When the dealing was done and it was time to go home wait for a taxi outside, the kids learned that the loop was absolutely more than necessary. But of course, the one lesson I know so well about kids… they always persist on pushing the boundaries. They don’t believe what safe is until they know what risky means. And my boy insisted on taking the risk by taking his wrist out of the loop. I must have warned him about the risk of losing the balloon 15 times within the first 2 minutes of saying ‘no’. It was, for Lenin’s sake, a windy afternoon!

 

I don’t think it takes a Russian intelligence to guess what the next lesson was and learned by whom, kharasyo? Sure enough, the red balloon fled Edrick’s hand in approximately 2 minutes and 15 seconds after he took it off from his wrist!
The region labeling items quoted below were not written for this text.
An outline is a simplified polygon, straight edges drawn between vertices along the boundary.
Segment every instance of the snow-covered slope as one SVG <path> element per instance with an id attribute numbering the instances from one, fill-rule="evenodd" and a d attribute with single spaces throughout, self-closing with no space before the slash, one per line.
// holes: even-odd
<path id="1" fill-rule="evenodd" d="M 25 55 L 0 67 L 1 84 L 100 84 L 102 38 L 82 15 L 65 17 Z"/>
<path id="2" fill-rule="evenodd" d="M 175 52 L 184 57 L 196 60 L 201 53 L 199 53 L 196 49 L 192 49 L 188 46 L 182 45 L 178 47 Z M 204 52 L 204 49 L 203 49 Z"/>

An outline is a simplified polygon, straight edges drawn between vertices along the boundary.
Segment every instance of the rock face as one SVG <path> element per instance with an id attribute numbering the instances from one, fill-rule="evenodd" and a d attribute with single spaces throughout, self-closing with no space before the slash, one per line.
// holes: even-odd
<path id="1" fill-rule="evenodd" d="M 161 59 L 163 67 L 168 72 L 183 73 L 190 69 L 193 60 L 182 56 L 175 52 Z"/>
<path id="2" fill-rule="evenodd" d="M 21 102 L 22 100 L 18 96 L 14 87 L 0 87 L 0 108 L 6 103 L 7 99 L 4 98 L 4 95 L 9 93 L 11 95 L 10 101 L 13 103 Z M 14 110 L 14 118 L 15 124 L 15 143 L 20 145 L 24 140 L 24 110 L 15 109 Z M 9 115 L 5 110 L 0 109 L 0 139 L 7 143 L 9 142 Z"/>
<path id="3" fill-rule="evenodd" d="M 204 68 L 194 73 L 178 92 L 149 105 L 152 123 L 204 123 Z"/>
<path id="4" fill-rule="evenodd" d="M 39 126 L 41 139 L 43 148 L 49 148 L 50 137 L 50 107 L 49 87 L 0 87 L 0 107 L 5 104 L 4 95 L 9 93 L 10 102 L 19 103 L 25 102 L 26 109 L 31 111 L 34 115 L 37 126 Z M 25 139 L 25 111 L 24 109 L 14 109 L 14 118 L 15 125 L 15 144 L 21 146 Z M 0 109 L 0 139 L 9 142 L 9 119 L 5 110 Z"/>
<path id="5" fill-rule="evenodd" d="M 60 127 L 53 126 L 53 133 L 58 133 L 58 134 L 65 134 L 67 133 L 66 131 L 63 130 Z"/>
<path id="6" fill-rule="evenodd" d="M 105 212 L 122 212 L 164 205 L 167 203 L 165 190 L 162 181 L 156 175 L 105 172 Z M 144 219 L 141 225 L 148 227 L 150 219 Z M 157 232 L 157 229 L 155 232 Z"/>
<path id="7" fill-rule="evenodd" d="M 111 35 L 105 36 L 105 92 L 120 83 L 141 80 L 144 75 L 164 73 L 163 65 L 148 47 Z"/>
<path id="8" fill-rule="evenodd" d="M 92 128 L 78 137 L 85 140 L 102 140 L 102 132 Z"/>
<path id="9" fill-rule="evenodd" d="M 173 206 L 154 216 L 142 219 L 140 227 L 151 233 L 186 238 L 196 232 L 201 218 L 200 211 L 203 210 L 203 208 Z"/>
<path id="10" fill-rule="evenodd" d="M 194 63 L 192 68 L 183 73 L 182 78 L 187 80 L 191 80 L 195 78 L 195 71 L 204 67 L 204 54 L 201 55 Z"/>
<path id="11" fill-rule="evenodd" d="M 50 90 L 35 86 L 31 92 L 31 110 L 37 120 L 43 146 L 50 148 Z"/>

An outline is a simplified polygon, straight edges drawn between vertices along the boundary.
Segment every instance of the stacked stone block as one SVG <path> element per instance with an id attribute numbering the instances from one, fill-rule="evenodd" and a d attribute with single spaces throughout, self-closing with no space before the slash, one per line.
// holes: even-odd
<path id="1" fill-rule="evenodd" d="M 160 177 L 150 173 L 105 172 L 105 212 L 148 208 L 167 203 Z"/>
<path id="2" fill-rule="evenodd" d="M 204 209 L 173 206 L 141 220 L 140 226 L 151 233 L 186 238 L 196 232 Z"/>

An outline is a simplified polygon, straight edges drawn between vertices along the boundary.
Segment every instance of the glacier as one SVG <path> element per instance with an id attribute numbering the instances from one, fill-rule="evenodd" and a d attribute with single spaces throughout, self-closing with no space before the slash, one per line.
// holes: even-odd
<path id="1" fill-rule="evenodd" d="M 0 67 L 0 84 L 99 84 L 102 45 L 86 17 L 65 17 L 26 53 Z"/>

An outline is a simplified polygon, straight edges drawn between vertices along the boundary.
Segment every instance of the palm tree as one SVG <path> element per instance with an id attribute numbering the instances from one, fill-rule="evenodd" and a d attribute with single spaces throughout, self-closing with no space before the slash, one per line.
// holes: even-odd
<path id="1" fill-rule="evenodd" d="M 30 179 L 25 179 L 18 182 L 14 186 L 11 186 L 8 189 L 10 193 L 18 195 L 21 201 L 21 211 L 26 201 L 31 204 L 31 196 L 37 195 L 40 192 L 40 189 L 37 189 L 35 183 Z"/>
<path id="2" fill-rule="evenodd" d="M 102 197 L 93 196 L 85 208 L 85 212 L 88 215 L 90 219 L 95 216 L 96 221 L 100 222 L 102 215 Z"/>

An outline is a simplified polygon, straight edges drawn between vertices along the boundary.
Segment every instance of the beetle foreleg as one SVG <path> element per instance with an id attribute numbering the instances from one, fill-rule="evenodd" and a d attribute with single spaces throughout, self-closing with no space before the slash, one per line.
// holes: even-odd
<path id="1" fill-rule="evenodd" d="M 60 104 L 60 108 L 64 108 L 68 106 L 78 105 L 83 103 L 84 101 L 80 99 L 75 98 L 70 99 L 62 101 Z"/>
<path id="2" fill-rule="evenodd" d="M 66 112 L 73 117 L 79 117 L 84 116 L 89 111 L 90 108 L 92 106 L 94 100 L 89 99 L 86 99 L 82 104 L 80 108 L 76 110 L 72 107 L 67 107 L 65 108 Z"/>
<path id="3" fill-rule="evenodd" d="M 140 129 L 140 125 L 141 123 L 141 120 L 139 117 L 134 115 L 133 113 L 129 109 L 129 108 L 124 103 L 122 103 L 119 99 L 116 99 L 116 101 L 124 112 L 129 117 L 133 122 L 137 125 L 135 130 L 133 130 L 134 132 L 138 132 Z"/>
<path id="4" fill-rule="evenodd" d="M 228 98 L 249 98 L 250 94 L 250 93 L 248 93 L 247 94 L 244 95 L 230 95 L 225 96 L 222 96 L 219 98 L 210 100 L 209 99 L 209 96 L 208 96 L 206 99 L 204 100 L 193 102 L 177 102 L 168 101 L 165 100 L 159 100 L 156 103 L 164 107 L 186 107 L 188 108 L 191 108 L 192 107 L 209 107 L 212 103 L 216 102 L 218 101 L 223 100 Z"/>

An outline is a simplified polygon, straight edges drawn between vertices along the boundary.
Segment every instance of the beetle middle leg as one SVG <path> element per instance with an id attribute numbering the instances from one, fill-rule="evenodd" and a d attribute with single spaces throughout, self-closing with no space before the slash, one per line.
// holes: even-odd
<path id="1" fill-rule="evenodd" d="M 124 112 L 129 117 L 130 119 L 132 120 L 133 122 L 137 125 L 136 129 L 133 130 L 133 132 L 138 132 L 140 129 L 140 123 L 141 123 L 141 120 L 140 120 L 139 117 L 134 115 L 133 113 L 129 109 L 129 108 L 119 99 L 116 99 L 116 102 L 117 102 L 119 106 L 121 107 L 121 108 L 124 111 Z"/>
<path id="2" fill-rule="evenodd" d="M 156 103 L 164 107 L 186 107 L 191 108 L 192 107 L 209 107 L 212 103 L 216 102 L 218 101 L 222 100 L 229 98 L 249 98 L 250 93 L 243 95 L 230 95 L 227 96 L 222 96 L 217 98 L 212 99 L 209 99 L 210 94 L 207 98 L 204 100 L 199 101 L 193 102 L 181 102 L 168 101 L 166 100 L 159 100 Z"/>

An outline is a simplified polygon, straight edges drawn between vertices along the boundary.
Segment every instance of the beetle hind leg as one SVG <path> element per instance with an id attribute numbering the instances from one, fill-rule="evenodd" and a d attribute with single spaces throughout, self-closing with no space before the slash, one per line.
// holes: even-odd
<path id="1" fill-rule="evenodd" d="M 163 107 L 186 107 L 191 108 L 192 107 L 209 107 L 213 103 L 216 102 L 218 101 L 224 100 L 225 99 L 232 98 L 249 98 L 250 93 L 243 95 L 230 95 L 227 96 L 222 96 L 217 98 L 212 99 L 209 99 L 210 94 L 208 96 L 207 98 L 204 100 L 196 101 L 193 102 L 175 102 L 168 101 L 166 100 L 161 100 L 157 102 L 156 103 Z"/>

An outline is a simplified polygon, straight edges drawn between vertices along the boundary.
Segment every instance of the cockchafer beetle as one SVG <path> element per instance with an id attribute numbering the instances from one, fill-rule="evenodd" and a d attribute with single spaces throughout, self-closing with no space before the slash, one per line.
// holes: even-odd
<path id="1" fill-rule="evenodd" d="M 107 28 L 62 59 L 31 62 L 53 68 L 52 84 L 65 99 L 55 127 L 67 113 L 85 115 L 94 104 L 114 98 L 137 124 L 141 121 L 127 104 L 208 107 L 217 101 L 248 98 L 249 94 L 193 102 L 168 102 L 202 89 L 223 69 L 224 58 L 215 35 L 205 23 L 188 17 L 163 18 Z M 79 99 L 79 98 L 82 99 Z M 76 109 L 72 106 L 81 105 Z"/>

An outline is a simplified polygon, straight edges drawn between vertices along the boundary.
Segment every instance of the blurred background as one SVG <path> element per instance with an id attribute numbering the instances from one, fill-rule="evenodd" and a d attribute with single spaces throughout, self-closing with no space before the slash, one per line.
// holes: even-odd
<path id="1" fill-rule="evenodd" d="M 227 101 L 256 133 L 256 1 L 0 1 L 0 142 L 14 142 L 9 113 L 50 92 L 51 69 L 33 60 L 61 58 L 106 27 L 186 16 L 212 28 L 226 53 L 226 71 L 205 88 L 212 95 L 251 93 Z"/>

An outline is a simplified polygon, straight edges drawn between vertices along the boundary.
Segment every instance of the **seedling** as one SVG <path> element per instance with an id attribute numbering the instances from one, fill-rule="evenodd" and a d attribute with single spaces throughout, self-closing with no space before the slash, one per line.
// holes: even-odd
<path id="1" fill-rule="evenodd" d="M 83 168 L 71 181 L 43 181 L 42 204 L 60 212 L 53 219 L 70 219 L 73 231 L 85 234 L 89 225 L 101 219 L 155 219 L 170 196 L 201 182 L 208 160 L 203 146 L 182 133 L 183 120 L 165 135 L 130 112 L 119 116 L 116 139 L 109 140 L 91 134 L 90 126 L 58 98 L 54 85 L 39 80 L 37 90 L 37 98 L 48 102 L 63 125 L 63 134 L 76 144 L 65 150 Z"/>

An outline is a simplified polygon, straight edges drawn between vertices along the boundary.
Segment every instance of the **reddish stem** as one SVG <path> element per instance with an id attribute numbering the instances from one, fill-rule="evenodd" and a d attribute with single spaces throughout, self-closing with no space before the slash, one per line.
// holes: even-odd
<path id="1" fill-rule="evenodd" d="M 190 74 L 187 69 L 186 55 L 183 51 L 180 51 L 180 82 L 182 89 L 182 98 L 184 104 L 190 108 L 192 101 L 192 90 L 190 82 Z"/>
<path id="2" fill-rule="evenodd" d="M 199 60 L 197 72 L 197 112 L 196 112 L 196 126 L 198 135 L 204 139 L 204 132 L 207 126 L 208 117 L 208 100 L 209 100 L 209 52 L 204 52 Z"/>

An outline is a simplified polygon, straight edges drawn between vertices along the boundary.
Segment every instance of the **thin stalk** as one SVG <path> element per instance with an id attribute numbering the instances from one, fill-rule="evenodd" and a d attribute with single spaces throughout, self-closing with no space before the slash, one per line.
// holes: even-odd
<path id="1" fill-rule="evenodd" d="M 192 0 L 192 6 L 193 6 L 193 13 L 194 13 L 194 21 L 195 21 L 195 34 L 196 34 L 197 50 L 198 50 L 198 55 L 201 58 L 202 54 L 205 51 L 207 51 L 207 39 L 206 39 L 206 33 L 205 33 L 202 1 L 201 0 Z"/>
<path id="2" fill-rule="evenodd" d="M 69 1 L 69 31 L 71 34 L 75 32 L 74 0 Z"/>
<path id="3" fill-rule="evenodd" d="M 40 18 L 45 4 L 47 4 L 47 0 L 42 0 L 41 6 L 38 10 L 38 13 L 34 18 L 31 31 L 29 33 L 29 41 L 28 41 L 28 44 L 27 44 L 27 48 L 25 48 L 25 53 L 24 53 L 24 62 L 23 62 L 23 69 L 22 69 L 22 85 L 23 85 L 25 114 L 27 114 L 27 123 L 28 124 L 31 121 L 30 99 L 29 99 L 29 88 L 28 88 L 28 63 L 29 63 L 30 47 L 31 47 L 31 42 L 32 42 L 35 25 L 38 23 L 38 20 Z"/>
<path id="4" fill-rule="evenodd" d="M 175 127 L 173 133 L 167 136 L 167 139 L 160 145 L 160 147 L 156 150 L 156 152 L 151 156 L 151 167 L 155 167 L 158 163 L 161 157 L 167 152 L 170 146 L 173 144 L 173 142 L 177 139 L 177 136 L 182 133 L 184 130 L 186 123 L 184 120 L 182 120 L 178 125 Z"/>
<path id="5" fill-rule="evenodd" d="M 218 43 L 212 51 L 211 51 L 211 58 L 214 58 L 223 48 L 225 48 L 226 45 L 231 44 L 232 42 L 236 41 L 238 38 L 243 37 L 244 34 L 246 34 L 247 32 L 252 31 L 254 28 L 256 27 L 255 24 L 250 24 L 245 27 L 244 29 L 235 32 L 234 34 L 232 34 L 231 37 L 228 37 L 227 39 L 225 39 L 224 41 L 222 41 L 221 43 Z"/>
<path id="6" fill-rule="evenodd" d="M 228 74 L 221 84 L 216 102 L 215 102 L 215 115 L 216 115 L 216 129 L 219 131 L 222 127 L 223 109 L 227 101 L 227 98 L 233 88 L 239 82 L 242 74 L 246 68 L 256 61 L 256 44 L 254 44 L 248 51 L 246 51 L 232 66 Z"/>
I tried to grab it but to no success. Edrick cried the saddest cry I had ever seen that windy afternoon! He knew he lost it – the balloon, the fun, the chance. It was then that I came to my senses as to why I never liked balloons! They pop, they fly away. They never stay! I learned that I have probably lost many chances in my life just because I had been so afraid of losing!

 

The balloon, I had to tell Edrick, had gone to the balloons’ heaven, where all balloons eventually go. And that was after my unsuccessful attempt of telling him that the balloon had flown to the moon. Edrick, the little einstein rascal demanded I got him a rocket!

 

Just when I thought there was enough learned for one day, another lesson came knocking on my Sense & Sensibility Door, introducing herself as Miss Second Chance. She came just a few hours earlier as Lady Kindness, wearing Miss Svetlana Mikhailovna Dostoevsky’s face. It was a no-wonder that she looked delightfully familiar. Here she was, with another balloon, same color, same loop, same smile.

 

And so Edrick got his second chance, his second balloon, from the same lady! She must have been watching me Monchies from inside (or above, or somewhere!) I was just about ready to jump on her to give her the biggest Russian hug an Asian can ever give, but I knew it was a bit too much. I thanked her with a million spasibas profusedly, nonetheless, as I was boarding the taxi.

 

Two kilometers down the road, Edrick’s second balloon popped!

 

They pop. They fly away. They never stay.